Alison Jones: Superb recommendation. Thank you. I should add, as well, you probably know, as well, Matthew Syed wrote the book to kids You Are Awesome, which is more aimed at them and just a brilliant book to actually give your child to get them understanding those lessons.
Elaine Halligan: It’s doing ever so well. I must get a copy of that. It’s just the title that put me off.
Alison Jones: Oh no, don’t let it put you off. My son loves it.
Elaine Halligan: Okay. No, I will. I’ll look at that. He’s done really well in this space, and I think delivering a children’s book on the back of this was just inspired, actually, and just genius.
Alison Jones: We need more like that, actually, because I think there aren’t enough books like that for kids. You know, the parents are taking it all in, but it’s really good to put it in language that children can understand, very friendly look on the page. It’s brilliant.
Elaine Halligan: Good recommendation. Thank you.
Alison Jones: Vice versa. Now, if people want to find out more about you, more about The Parent Practice and more about My Child is Different, where should they go?
Elaine Halligan: So, we have a website called theparentpractice.com, so you can have a little peek around there. If you want to sign up there we have a wonderful kind of download of 10 top tips to a happy, calmer, easier life. I don’t know any parent who reads that strapline and doesn’t want any of that. We offer a lot of live events. We have about 12 gigs every week going on somewhere in the community, in schools, in corporate. Yes, take a peek around there. In terms of the book My Child is Different, I love this new website. Have you come across Love Reading?
Alison Jones: Yes, and do you know I found it the other day. I haven’t really explored it much. I’m just looking at it and going, “How does this compare with GoodReads?”

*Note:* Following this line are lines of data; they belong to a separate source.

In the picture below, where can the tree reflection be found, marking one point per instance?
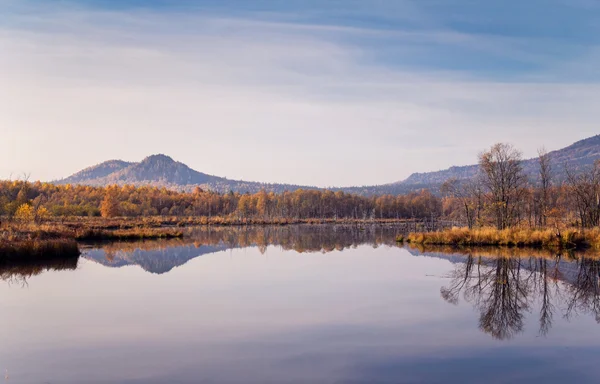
(505, 289)
(18, 273)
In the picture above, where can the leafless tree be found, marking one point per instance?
(545, 184)
(585, 189)
(504, 179)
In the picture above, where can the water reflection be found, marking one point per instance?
(164, 255)
(301, 304)
(19, 273)
(504, 285)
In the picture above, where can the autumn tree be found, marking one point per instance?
(585, 189)
(110, 203)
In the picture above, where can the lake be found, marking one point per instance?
(301, 304)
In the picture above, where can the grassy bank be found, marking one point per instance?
(515, 237)
(128, 234)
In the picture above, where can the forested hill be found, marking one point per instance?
(163, 171)
(577, 157)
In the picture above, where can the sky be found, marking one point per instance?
(313, 92)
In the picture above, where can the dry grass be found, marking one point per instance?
(514, 237)
(128, 234)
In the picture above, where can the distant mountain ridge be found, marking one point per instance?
(162, 171)
(578, 157)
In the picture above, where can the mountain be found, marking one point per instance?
(578, 157)
(158, 260)
(163, 171)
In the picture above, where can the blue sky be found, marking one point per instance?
(314, 92)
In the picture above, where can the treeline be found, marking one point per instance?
(501, 195)
(38, 201)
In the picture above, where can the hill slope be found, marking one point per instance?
(578, 157)
(163, 171)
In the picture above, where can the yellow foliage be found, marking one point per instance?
(519, 237)
(25, 213)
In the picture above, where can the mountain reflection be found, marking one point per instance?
(505, 285)
(19, 273)
(163, 255)
(505, 288)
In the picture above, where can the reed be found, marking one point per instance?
(513, 237)
(128, 234)
(24, 251)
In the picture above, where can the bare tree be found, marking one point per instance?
(503, 177)
(545, 184)
(585, 189)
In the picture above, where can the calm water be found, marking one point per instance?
(300, 305)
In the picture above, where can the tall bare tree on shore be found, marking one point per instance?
(585, 189)
(545, 184)
(469, 193)
(503, 176)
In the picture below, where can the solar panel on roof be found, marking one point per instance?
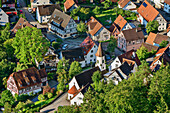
(144, 4)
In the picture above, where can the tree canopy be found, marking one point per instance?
(29, 44)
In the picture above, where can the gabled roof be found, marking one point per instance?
(133, 34)
(130, 55)
(95, 26)
(156, 38)
(147, 11)
(87, 45)
(150, 47)
(69, 3)
(47, 10)
(75, 54)
(167, 2)
(99, 52)
(123, 3)
(60, 18)
(119, 23)
(20, 24)
(28, 77)
(162, 50)
(86, 77)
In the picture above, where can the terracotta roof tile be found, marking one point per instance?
(156, 38)
(20, 24)
(87, 45)
(133, 34)
(167, 2)
(123, 3)
(147, 11)
(149, 47)
(69, 3)
(96, 26)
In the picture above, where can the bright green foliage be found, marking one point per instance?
(81, 27)
(112, 45)
(75, 68)
(29, 44)
(152, 26)
(50, 95)
(96, 10)
(7, 108)
(163, 43)
(41, 97)
(56, 45)
(62, 64)
(6, 96)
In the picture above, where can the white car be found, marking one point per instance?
(29, 10)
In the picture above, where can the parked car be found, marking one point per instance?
(65, 46)
(29, 10)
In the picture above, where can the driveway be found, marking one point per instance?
(59, 102)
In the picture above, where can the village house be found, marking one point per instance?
(89, 50)
(130, 57)
(20, 24)
(79, 85)
(62, 24)
(162, 57)
(159, 3)
(119, 25)
(36, 3)
(100, 58)
(44, 12)
(167, 6)
(97, 31)
(50, 61)
(69, 5)
(27, 81)
(75, 54)
(4, 18)
(126, 4)
(156, 39)
(118, 74)
(148, 13)
(130, 39)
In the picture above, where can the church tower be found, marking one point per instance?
(100, 58)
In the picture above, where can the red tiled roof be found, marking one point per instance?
(87, 45)
(167, 2)
(161, 51)
(73, 90)
(156, 38)
(94, 26)
(123, 3)
(69, 3)
(147, 11)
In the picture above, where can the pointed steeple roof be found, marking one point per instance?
(100, 52)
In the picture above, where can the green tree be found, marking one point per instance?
(96, 10)
(81, 27)
(56, 45)
(142, 53)
(6, 96)
(62, 64)
(112, 45)
(152, 26)
(163, 43)
(29, 44)
(41, 97)
(75, 68)
(7, 108)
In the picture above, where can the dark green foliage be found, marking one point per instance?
(152, 26)
(163, 43)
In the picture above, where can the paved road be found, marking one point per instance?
(59, 102)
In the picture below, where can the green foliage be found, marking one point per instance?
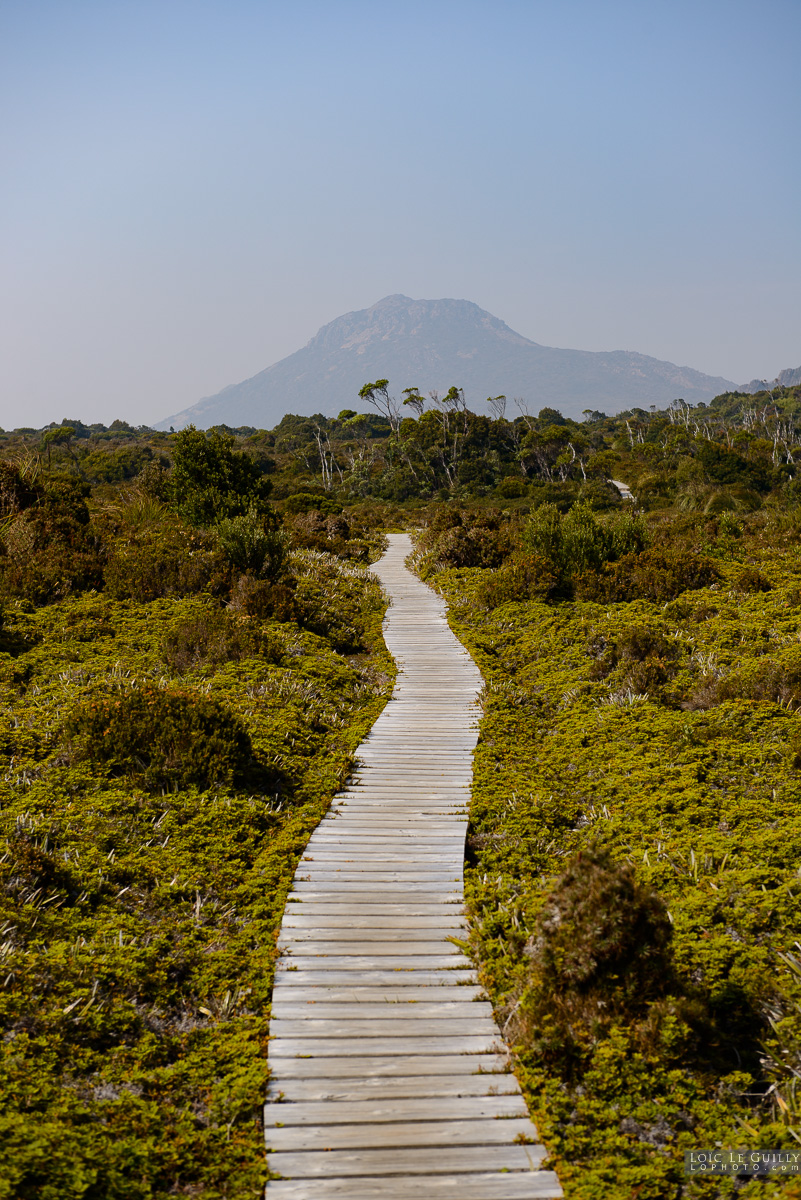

Elaine Halligan: Visually, I love it because visually it looks fabulous. For some reason Love Reading have taken on my book as book of the month last month.
Alison Jones: Fantastic.
Elaine Halligan: So, I would encourage everyone to go and have a look at Love Reading. Type in My Child’s Different and some of the review comments there will just bring tears to your eyes. So Love Reading is similar to Good Reads, but I think they’ve re-launched it, actually, and I just think visually it looks a fabulous site and full of great reviews. Of course, there’s Amazon. The book was out of stock last week. I think it’s back in stock now, but you can certainly buy the book on Amazon and from all good bookshops, as well.
Alison Jones: Fantastic. Well, it’s been such a pleasure talking to you, Elaine. Thank you and thank you for sharing that story with us.
Elaine Halligan: My pleasure. Take care.